LEITURA POR OBRIGAÇÃO
g Indicada pela escola (inclui didáticos) = 3,4 livros per capita.
g Quando não se está mais na escola = 1,3 livros/ano.
Fonte: Retratos da Leitura no Brasil (Instituto Pró-Livro /Ibope Inteligência), 2008

Mas gostaria de falar de um tipo escorraçado: o rato de livraria. Houve tempo em que se colhia a novidade ao vagar das prateleiras. Havia o luxo da descoberta. Hoje, há mais editoras que livrarias (1.800). São uns 500 títulos novos, mês. Não há prateleira para tanto. A maioria mofa no estoque virtual: se o sujeito não sabe de antemão o que quer, improvável que peça ao livreiro. A internet tem tudo, mas como selecionar?
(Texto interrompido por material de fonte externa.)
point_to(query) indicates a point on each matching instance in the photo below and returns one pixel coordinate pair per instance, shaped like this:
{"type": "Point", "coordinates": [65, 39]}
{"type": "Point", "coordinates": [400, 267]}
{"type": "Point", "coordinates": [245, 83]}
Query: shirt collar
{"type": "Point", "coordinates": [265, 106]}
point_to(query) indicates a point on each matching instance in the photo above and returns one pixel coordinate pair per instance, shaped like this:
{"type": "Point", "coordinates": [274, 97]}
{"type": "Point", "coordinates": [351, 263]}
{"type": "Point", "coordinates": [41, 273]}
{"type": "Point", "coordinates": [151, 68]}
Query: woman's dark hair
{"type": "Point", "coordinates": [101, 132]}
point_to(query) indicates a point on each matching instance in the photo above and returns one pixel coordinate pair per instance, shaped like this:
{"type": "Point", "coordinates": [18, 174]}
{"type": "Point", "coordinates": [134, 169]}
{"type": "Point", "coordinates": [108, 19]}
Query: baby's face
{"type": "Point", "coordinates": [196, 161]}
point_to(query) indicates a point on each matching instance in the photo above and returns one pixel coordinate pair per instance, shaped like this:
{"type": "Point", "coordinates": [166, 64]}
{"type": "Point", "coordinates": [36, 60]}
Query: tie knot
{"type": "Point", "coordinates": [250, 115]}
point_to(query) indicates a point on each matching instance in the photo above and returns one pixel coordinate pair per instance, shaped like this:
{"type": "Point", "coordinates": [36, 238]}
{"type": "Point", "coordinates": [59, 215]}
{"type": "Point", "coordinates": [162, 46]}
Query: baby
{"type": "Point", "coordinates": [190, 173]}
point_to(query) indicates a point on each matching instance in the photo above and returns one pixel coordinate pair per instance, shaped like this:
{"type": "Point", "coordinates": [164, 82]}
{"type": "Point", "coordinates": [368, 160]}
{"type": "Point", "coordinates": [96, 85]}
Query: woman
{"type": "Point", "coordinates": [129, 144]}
O rio vai ao mar e caem os achados de qualidade fora das megaeditoras.

EM LIVRARIAS
g Brasileiros compram 5,9 exemplares de livros/ano.
g Não compram muitos novos = 1,1 por ano.
g Mas são muitos os compradores = 36 milhões de pessoas/ano.
Fonte: Retratos da Leitura no Brasil (Instituto Pró-Livro /Ibope Inteligência), 2008

Ah! É mito que Buenos Aires tenha mais livrarias que o Brasil. Lá, são 400, diz o Centro Regional para o Livro na América Latina e Caribe, o dobro da capital de São Paulo, o que é significativo.